The traps do work on those slow (and hot) summer days in the rivers, even after we haven't had rain in 10+ days. I haven't figured out why, but they do. I think maybe they call the fish from a distance?

The Rapala rainbow trout color does have light red (pink) and blue in them. Now I've got to get an aglia with the pink and blue blade!

I like your theory on the aglias and your bro. It makes sense to me.


----------



## norseangler (Jan 8, 2009)

Buzzbait or Baby Chug Bug in creeks and rivers. In lakes (Buckeye, Dillon, Rush Creek, Knox, Delaware, Hoover) a 4-inch green pumpkin Yum Dinger, Texas rigged with a 1/16 oz. weight.

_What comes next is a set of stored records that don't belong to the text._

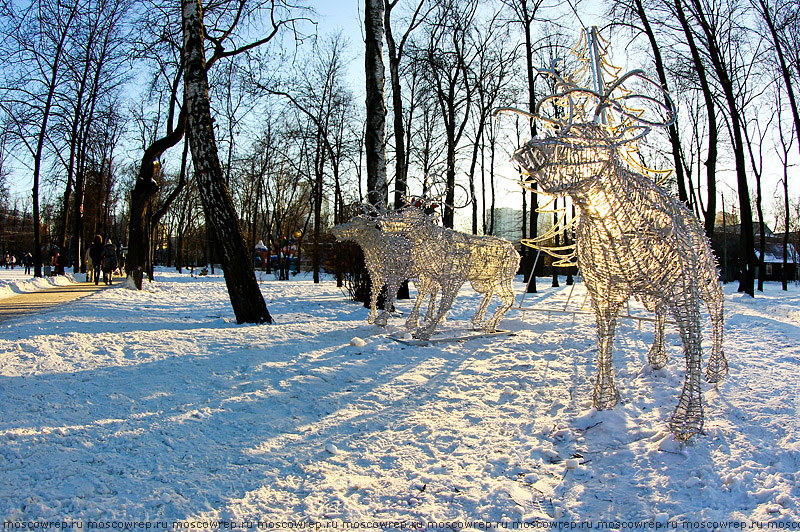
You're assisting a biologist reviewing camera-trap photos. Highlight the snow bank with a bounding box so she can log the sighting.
[0,271,800,526]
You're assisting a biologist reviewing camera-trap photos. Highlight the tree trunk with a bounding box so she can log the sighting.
[693,0,756,297]
[181,0,272,323]
[634,0,692,208]
[125,115,186,290]
[364,0,389,211]
[675,0,724,239]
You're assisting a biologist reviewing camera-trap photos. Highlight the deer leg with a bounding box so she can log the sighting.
[413,278,464,340]
[669,301,703,441]
[592,294,622,410]
[706,290,728,383]
[485,273,514,332]
[367,275,383,323]
[470,283,493,329]
[406,279,430,329]
[375,279,400,327]
[647,305,669,369]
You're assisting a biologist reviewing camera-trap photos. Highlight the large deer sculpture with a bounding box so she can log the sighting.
[514,66,728,441]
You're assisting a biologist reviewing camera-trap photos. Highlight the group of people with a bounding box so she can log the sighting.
[0,251,33,274]
[86,235,119,285]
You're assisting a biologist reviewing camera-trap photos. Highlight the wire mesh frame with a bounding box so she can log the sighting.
[380,206,520,340]
[514,26,728,441]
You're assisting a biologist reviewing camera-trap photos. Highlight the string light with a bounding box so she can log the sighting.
[332,214,438,328]
[514,29,728,441]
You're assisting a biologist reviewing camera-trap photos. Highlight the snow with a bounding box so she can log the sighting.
[0,270,800,530]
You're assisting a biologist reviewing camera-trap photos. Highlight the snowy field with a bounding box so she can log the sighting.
[0,270,800,530]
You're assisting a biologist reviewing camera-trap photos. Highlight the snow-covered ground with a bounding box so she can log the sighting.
[0,266,75,299]
[0,270,800,530]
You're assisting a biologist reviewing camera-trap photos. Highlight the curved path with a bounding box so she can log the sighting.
[0,283,108,321]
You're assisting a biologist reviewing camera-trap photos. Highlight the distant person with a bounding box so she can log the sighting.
[101,238,117,285]
[89,235,103,284]
[22,251,33,275]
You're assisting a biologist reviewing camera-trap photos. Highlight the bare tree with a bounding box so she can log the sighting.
[181,0,300,323]
[689,0,756,296]
[364,0,389,209]
[0,0,80,277]
[416,0,478,228]
[384,0,433,210]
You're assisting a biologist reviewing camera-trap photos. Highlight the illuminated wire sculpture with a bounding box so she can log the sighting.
[381,206,520,340]
[332,214,438,328]
[514,29,728,441]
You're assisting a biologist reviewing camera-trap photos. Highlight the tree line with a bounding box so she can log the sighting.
[0,0,800,322]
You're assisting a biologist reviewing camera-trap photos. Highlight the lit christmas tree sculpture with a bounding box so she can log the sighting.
[514,29,728,441]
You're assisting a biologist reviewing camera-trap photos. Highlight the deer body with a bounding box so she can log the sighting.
[381,207,520,339]
[515,125,727,441]
[333,216,437,328]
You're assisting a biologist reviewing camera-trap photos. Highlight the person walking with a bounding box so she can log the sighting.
[101,238,117,285]
[22,251,33,275]
[89,235,103,284]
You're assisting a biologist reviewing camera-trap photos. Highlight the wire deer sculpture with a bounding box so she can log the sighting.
[332,212,438,328]
[514,62,728,441]
[380,206,520,340]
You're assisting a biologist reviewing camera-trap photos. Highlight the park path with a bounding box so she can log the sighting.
[0,283,108,322]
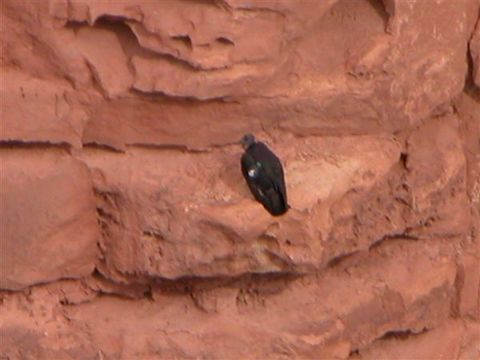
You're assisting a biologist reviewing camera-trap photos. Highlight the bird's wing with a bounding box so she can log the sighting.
[241,152,269,204]
[254,142,287,207]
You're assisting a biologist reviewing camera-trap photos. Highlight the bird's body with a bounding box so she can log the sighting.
[241,135,289,216]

I'll use them from spring well into summer, then I might go to a heavier weight if I find bass 8 or 10 feet deep, but I'll be working the shallows again in September and October.


----------



## quackpot (May 17, 2009)

what do you guy think about vibe's. i like to use them in the spring and fall, even during ice season. my favorite color they quit making orange nose and pearl body. now i use the pink nose one. have caught all kinds of fish on it.


----------



## toboso (Apr 14, 2004)

Almost "readily available", albeit not at every mega store. Find a local tackle shop (you know the place where the owner knows fishing tackle and probably knows you by name).

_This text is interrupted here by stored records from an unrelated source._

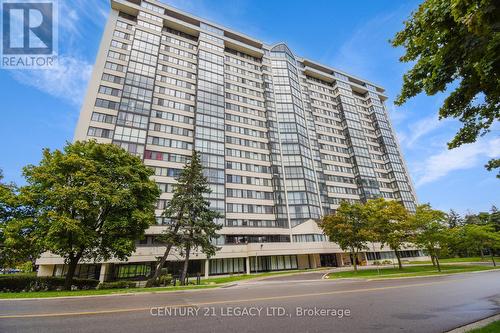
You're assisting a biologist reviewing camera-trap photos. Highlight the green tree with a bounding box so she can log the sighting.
[319,201,374,271]
[464,224,500,266]
[21,141,159,289]
[366,198,412,269]
[448,209,464,228]
[489,206,500,231]
[147,151,221,286]
[391,0,500,178]
[0,170,41,269]
[410,204,449,271]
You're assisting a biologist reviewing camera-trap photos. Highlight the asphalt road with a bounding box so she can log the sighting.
[0,271,500,333]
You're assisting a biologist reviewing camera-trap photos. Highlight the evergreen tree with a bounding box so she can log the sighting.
[147,151,221,286]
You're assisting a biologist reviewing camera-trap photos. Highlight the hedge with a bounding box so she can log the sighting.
[0,274,99,292]
[97,281,135,289]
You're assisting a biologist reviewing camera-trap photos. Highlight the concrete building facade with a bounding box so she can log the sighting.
[38,0,423,280]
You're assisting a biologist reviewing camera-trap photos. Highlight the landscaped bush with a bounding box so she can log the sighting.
[0,274,99,292]
[158,274,172,286]
[97,281,135,289]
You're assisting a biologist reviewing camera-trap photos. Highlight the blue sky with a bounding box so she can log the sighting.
[0,0,500,213]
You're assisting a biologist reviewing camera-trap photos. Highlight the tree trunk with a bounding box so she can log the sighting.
[435,255,441,272]
[351,250,358,272]
[64,254,82,290]
[427,249,436,267]
[180,244,191,286]
[146,240,172,288]
[394,250,403,269]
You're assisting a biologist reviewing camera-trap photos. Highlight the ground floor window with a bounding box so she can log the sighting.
[210,258,245,275]
[250,255,298,272]
[53,264,101,280]
[116,263,151,279]
[366,250,424,260]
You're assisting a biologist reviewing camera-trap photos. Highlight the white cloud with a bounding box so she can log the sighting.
[416,138,500,187]
[11,56,92,106]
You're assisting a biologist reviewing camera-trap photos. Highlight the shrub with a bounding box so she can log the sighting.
[97,281,135,289]
[158,274,172,286]
[0,274,99,292]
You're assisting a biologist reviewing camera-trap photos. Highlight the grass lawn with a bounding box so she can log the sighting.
[0,268,324,299]
[0,285,217,299]
[201,267,329,285]
[409,257,500,264]
[467,320,500,333]
[328,265,500,279]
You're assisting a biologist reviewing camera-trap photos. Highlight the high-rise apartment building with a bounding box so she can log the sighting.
[39,0,422,279]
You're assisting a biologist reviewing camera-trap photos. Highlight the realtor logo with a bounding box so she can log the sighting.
[1,0,57,69]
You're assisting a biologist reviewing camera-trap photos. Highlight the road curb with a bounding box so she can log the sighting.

The ThinFin catches everything that swims, almost all season long. I catch crappie, 'eyes (all three), bass, & muskies on this bait. It makes a great trolling lure on a flat line or with a jet/dipsey/weight. It's also a good bait to cast on light tackle but it's Achilles Heel is that being so light sometimes limits castablilty (distance/wind).


----------